2020.5.31 19:04 共同通信

日本平和学会がオンラインで開いた研究大会で発言する会長の竹中千春立教大教授=31日
日本平和学会がオンラインで開いた研究大会で発言する会長の竹中千春立教大教授=31日

 日本平和学会は31日、春季研究大会をオンラインで開き、「コロナ危機に立ち向かう」をテーマにドメスティックバイオレンス(DV)から安全保障まで幅広い観点からの報告があった。会長の竹中千春立教大教授は「危機を乗り越えるのに戦争や内戦、暴力は必要ない。平和的手段で人類がサバイブして(切り抜けて)いくというポイントに現在立っている」と訴えた。

 大会は30、31両日にビデオ会議システム「Zoom(ズーム)」を使って開催され、31日は会員ら100人以上が参加。神奈川大の近江美保教授は、新型コロナウイルスの感染拡大以降、国内外では夫から妻へのDVや児童虐待が増加傾向にあり「陰のパンデミック」と言われていると紹介。暴力の原因がコロナ禍で高まったストレスとの見方があるとして「女性がストレス発散対象として認識されている」と指摘した。
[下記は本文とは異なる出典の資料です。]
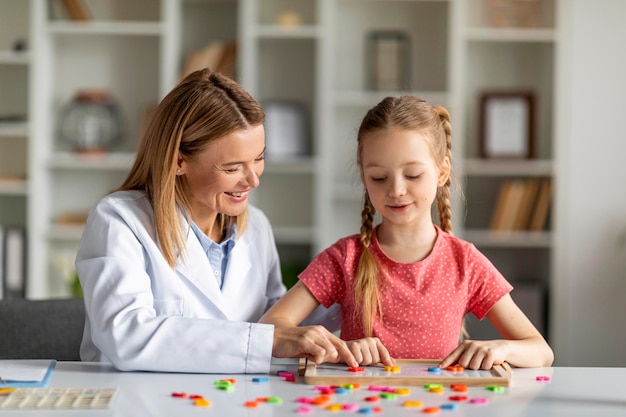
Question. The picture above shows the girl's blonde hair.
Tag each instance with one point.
(433, 122)
(203, 107)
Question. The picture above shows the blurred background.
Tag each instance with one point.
(534, 87)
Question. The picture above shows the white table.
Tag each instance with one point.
(588, 392)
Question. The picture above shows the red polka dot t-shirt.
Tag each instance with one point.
(423, 302)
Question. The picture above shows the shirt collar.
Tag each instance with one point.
(227, 244)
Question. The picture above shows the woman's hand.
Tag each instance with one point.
(369, 351)
(478, 354)
(315, 343)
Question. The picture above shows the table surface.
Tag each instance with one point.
(588, 392)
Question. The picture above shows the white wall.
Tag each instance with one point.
(589, 317)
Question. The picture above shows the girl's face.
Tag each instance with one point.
(400, 175)
(219, 179)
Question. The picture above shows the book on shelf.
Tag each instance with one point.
(525, 209)
(521, 204)
(500, 207)
(76, 10)
(218, 56)
(13, 262)
(512, 193)
(542, 206)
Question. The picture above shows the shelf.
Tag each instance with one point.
(508, 239)
(69, 233)
(294, 165)
(106, 28)
(293, 235)
(14, 58)
(288, 32)
(504, 167)
(114, 161)
(13, 187)
(368, 99)
(510, 35)
(14, 129)
(348, 192)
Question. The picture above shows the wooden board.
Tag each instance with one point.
(412, 372)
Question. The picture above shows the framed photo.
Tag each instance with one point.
(388, 60)
(286, 129)
(507, 125)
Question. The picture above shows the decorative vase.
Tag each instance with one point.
(91, 122)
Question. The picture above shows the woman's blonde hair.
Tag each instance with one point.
(433, 122)
(203, 107)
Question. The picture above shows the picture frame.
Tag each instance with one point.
(507, 124)
(388, 60)
(286, 129)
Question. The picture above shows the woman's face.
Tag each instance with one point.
(219, 179)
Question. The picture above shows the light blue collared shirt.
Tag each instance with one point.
(217, 253)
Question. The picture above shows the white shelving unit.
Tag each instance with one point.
(125, 48)
(15, 117)
(347, 95)
(508, 56)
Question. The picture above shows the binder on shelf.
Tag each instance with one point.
(529, 194)
(2, 280)
(76, 10)
(218, 56)
(26, 372)
(13, 262)
(500, 207)
(542, 206)
(511, 206)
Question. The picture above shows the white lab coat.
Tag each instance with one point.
(144, 315)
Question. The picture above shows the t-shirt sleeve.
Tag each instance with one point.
(324, 276)
(486, 284)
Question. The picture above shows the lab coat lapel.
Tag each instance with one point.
(197, 269)
(239, 267)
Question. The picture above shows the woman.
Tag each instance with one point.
(174, 264)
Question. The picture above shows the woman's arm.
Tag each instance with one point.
(522, 346)
(292, 308)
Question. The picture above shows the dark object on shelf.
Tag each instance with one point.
(507, 125)
(286, 129)
(388, 61)
(91, 122)
(19, 45)
(42, 329)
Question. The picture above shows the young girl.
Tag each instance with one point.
(406, 284)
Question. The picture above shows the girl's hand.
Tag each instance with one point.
(478, 354)
(312, 342)
(369, 351)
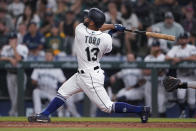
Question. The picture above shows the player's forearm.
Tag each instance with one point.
(167, 58)
(191, 58)
(107, 27)
(191, 84)
(17, 56)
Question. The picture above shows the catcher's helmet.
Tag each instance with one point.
(97, 16)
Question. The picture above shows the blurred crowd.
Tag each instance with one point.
(49, 24)
(29, 29)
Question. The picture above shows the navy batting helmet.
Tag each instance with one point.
(97, 16)
(12, 35)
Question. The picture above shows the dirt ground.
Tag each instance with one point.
(96, 125)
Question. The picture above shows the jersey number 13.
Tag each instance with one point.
(92, 53)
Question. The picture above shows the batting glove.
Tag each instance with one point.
(111, 32)
(119, 27)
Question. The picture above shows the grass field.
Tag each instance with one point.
(123, 120)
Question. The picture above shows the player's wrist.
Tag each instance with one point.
(183, 85)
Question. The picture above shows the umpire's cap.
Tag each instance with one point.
(184, 35)
(97, 16)
(12, 35)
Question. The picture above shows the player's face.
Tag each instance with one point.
(86, 21)
(13, 42)
(32, 28)
(155, 49)
(183, 41)
(169, 22)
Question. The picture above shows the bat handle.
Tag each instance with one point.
(161, 36)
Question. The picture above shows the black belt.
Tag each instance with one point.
(82, 71)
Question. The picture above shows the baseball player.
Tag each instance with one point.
(133, 81)
(46, 82)
(155, 56)
(13, 53)
(171, 83)
(91, 44)
(178, 53)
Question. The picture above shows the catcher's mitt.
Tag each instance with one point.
(171, 83)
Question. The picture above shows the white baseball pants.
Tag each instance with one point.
(91, 82)
(181, 93)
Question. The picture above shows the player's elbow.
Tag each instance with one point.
(106, 110)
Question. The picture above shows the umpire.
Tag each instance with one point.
(13, 53)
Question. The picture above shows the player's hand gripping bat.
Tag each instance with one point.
(153, 34)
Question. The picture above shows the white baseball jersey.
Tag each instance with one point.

 非政府組織(NGO)「ピースボート」の川崎哲共同代表は、国はコロナ対応による医療費増で、従来通り軍事分野に資金拠出できなくなる可能性があるとして「軍縮の観点では好機」と分析。一方、経済恐慌が今後起これば、資源を巡る争いに発展する恐れもあり「両方の流れを見ていく必要がある」と警戒した。

 このほか研究者らが学生の貧困や紛争、環境問題についても報告した。